Note: oh how this reminds me of naturopathy!
002. musing:
naturopathy is based on principles, including "[#1] the healing power of nature (vis medicatrix naturae) [...] the body's inherent ability, which is ordered and intelligent, to heal itself. Naturopathic physicians act to identify and remove obstacles to recovery, and to facilitate and augment this healing ability" [and that's ALL you get]. But, that's some very cherry-picked language, not honoring 'informed consent' / transparency concerning naturopathy's essential premise, in my view. But, that's Bastyr for you: posing science, coding nonscience.
so, we hop a little south to Oregon and find more information on these principles from the mother-ship, and therein we're told by NCNM: "[#1] the healing power of nature, vis medicatrix naturae: the body has the inherent ability to establish, maintain, and restore health. The healing process is ordered and intelligent; nature heals through the response of the life force. The physician’s role is to facilitate and augment this process."

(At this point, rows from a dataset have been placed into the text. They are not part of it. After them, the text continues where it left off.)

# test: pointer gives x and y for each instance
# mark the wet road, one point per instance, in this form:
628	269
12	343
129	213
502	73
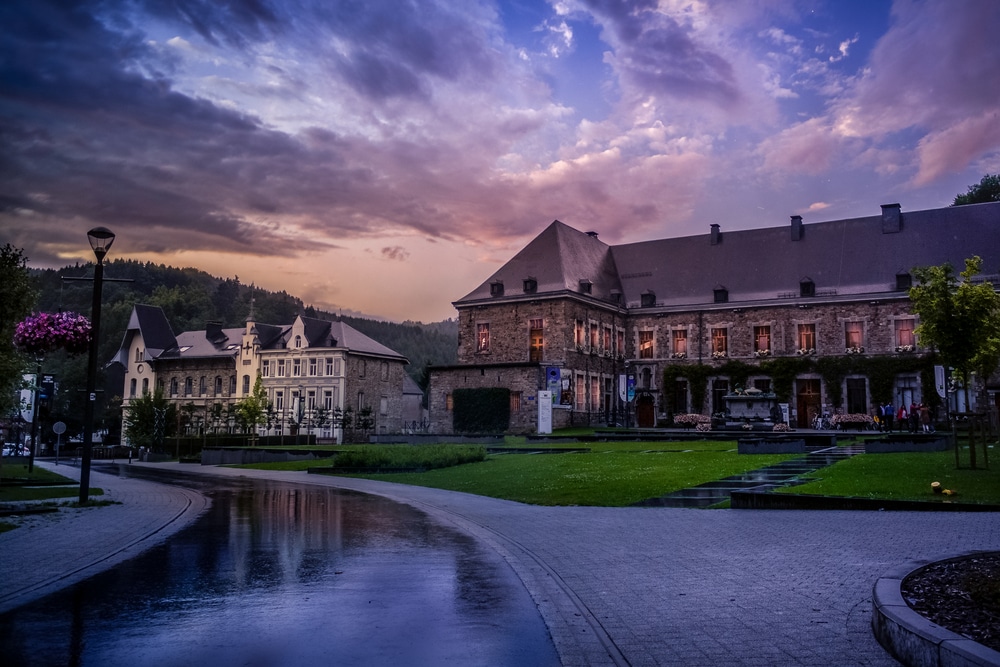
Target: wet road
277	574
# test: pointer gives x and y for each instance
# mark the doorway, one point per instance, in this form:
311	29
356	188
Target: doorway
807	402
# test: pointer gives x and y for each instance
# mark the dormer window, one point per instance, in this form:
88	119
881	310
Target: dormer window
807	287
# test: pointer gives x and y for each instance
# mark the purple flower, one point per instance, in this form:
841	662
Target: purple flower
47	332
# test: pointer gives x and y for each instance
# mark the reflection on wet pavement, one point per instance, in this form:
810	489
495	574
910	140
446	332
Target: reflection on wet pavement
281	575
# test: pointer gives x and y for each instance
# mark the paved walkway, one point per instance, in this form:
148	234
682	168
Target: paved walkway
664	586
51	551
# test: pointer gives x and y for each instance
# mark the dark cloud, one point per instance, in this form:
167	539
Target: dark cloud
659	56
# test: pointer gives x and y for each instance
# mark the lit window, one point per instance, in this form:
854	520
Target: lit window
680	343
807	337
645	344
720	341
904	334
762	339
853	336
483	337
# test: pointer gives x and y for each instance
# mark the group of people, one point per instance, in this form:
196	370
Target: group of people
915	418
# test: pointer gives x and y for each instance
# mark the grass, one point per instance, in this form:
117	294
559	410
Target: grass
15	485
610	475
616	474
906	476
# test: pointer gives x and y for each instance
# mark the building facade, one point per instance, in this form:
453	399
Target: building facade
636	333
311	370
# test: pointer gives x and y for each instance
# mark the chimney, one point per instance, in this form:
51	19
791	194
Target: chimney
892	219
213	332
796	227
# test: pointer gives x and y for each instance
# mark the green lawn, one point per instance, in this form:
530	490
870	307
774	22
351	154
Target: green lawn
610	475
617	474
906	476
16	481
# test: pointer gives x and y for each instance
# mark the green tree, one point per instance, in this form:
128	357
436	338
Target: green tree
251	411
986	190
959	318
149	419
17	297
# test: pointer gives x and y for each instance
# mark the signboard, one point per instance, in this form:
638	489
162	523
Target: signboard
544	412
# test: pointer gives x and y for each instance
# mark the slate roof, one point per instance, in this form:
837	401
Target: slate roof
843	258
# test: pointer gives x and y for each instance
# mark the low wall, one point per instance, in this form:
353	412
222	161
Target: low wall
911	442
237	456
771	446
432	439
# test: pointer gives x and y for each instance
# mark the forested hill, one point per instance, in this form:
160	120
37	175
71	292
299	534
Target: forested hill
190	298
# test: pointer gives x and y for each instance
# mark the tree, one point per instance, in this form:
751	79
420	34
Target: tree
149	419
252	410
986	190
960	319
16	300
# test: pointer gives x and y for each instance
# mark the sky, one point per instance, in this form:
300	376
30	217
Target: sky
385	157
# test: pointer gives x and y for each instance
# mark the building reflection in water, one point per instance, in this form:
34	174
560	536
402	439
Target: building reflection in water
282	575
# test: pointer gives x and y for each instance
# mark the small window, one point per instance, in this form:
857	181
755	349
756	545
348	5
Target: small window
807	287
483	337
720	342
646	344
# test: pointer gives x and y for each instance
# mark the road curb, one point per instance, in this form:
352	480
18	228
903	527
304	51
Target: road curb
913	639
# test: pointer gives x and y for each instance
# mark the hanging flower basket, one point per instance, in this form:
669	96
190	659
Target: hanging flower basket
48	332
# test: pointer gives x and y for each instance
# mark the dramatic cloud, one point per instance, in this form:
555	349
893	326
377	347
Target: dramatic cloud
332	138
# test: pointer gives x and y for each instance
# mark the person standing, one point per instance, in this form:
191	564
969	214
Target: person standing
925	418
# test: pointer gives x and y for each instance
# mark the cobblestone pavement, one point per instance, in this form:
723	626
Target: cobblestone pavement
663	586
50	551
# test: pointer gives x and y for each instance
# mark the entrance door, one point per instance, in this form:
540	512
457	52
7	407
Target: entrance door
807	402
857	396
645	416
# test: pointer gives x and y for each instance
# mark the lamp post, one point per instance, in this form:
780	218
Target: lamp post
100	239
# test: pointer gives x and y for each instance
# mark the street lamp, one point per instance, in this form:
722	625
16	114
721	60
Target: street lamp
100	239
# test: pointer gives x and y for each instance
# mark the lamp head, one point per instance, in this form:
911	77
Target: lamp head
100	239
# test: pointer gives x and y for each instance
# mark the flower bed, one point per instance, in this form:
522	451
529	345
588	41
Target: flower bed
48	332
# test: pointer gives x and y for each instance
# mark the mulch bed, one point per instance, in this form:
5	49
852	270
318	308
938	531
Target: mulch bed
960	595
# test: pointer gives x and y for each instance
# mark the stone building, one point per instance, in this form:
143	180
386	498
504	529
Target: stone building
310	369
818	313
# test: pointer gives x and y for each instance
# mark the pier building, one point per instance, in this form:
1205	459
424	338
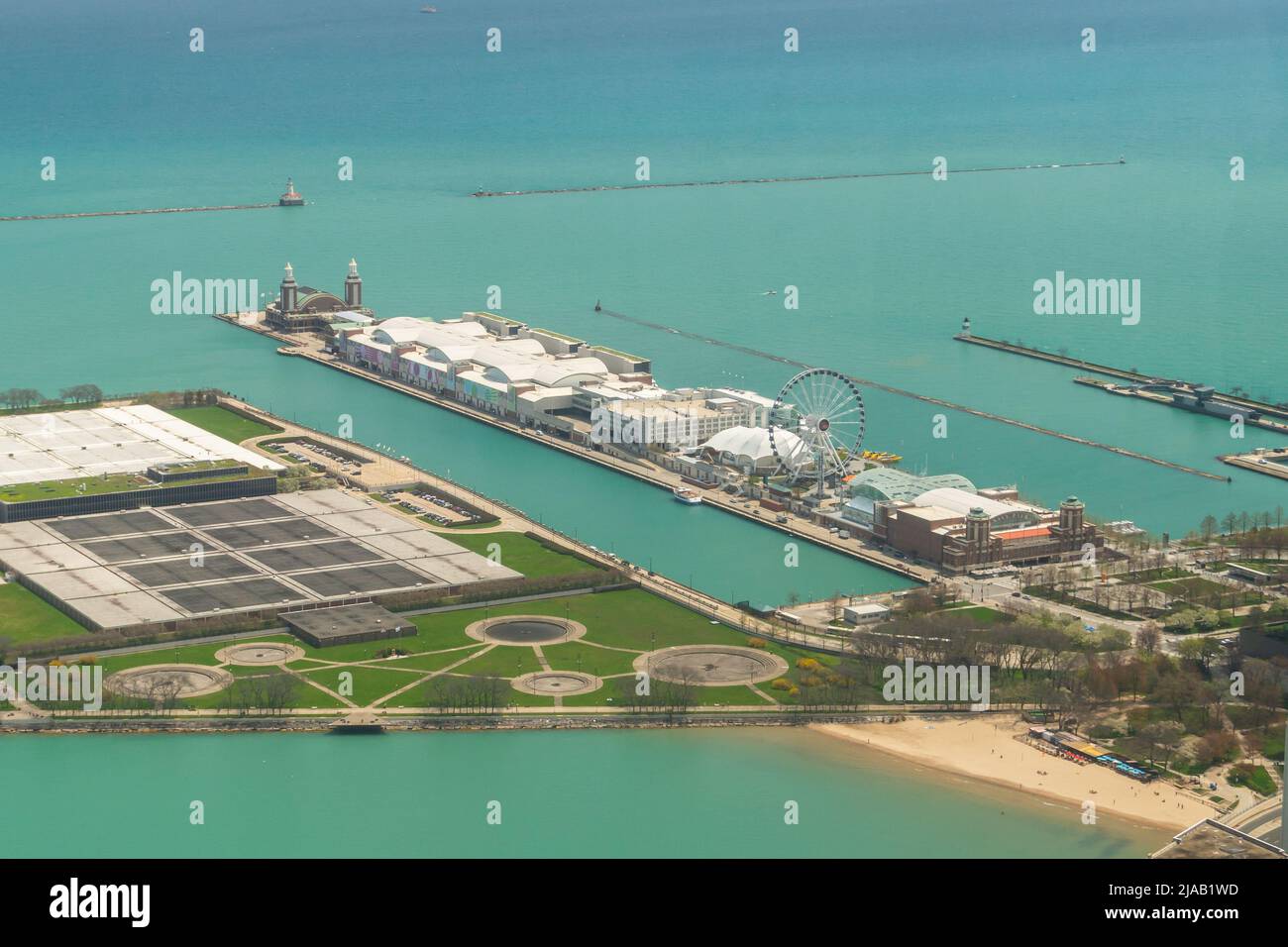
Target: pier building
307	309
947	521
590	394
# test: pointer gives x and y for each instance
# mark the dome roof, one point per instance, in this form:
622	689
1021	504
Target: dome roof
754	445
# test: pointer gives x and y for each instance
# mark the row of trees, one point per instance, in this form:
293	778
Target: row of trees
29	397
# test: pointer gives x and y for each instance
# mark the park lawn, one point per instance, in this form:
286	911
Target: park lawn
1254	777
369	684
1199	590
443	630
1155	575
305	697
27	617
597	661
634	618
982	615
433	661
163	655
223	423
369	651
501	661
181	654
529	699
523	554
623	618
618	692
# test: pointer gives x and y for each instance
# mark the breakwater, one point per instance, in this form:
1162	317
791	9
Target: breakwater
647	185
133	213
1126	373
926	398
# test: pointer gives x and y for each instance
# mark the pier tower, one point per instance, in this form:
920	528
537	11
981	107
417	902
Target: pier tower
1070	517
288	290
290	198
978	532
353	286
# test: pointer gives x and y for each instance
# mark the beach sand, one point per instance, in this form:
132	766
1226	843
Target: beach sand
984	748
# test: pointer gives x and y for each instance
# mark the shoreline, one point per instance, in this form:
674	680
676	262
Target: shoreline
975	749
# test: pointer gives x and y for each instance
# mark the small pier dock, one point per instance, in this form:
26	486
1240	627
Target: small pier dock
1125	373
1164	397
1271	463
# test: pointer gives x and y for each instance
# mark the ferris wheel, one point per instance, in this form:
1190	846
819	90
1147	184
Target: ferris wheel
816	424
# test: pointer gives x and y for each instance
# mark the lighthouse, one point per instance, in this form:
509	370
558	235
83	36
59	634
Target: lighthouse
353	286
288	290
290	198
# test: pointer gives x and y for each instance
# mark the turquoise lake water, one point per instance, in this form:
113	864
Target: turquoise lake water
590	792
887	268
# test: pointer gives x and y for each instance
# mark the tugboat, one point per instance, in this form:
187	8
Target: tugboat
290	198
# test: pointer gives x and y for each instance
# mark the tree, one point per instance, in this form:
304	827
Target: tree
1179	692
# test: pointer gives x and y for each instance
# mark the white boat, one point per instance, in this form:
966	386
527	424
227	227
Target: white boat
686	495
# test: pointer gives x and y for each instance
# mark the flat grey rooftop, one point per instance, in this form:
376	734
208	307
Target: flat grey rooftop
167	564
340	622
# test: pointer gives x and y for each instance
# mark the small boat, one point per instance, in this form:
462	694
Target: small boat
686	495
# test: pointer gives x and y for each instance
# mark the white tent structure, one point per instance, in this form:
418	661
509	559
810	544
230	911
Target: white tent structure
750	449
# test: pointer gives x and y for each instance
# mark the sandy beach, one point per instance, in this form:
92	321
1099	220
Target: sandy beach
984	748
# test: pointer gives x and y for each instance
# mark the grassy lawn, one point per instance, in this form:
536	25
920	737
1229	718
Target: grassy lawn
1067	599
597	661
1154	575
980	615
26	617
434	661
1254	779
502	661
523	554
632	620
223	423
1201	590
369	684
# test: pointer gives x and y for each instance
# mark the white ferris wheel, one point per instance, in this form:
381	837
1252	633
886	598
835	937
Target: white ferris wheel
816	424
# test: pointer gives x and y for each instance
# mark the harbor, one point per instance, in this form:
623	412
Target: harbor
1132	375
290	198
644	185
794	463
1262	460
926	398
1196	398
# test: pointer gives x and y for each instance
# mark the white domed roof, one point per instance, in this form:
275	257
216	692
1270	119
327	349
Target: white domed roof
754	445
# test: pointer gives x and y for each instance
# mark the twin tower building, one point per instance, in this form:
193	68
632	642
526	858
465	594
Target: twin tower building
303	308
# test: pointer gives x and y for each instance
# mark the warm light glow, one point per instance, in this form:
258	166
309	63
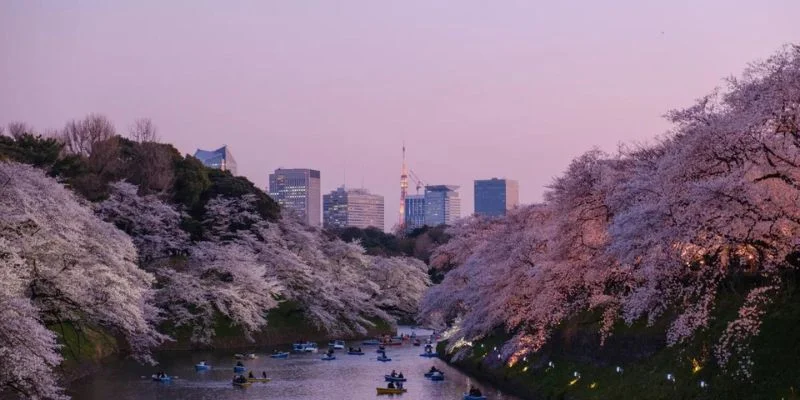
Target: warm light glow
696	367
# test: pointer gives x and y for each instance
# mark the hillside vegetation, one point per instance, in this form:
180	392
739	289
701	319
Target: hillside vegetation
684	249
111	243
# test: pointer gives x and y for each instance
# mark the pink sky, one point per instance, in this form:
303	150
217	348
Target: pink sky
476	89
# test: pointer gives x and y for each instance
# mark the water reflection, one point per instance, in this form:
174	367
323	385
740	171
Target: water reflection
300	377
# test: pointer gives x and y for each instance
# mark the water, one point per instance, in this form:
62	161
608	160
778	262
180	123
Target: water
300	377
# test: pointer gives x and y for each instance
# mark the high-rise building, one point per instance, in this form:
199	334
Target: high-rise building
493	197
414	211
442	205
352	207
220	158
298	189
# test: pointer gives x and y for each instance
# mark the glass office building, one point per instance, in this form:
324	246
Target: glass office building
220	158
298	190
442	205
352	207
493	197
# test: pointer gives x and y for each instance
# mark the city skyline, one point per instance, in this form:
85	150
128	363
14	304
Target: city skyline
473	91
298	190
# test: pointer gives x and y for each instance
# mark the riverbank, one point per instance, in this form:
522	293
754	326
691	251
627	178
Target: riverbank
86	349
636	361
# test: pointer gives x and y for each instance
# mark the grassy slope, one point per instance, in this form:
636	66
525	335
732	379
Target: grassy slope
775	375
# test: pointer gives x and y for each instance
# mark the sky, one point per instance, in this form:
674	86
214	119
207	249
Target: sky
475	89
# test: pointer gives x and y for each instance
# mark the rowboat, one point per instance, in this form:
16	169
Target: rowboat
390	378
202	367
307	347
391	391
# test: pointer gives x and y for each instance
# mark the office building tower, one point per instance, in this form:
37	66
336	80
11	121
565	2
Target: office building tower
298	190
414	211
442	205
493	197
352	207
220	158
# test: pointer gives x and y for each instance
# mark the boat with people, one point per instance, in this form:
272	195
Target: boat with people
202	366
161	377
305	347
240	381
391	391
355	351
437	376
239	367
474	394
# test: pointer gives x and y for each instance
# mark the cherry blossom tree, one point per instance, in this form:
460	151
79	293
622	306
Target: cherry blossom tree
62	263
658	227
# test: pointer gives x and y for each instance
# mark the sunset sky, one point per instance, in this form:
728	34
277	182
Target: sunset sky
475	89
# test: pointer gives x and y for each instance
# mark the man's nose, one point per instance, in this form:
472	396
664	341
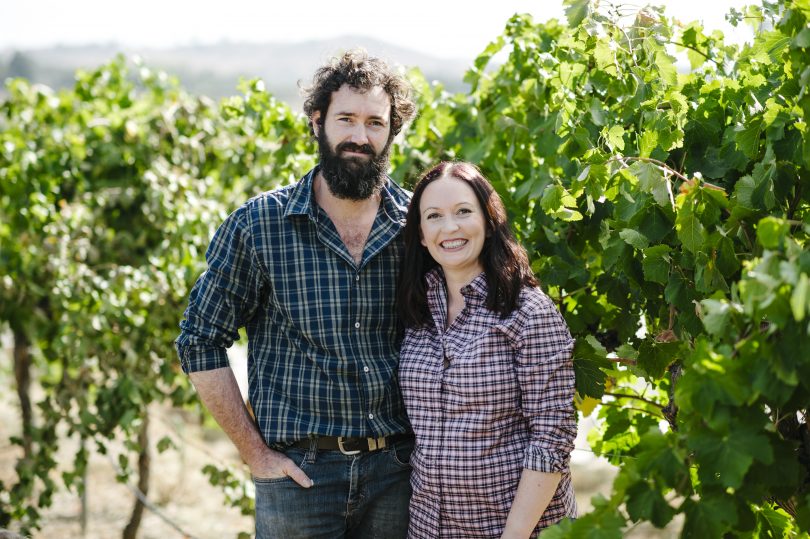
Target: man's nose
450	224
359	134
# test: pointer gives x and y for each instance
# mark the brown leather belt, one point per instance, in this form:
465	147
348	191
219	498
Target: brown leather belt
352	446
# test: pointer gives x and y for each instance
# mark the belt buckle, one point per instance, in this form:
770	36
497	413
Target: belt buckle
342	450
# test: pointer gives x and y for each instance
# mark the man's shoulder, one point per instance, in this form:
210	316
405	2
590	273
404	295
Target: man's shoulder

ah, so it's vitalism that Bastyr is CODING / hiding and NCNM is relating transparently. And vitalism is hugely science-ejected [not to mention the supernaturalism on both of these pages]. There simply is no life force scientifically speaking: it is an article of faith / an ideology / a figmentation!
and guess what! NCNM [quite moronically] claims that such [their vitalism, supernaturalism and kind] is "in fact" on that page, and that such surivives scientific scrutiny.
as they say, 'you are entitled to your own opinion, but not to your own facts.'
now, a long time ago I got led into naturopathy by a similar manipulation:
the AANP and their schools, including Bastyr and NCNM, said [see the jpg above, which I printed in 1997 and then attended UB in 1998; it's archived here] that naturopathy was "science-based" and "not a belief system." Here it is as a rather blurry video screencapture from Archive.org [vsc 2011-02-12]:
the falsehood continues, and it is about 15 years later.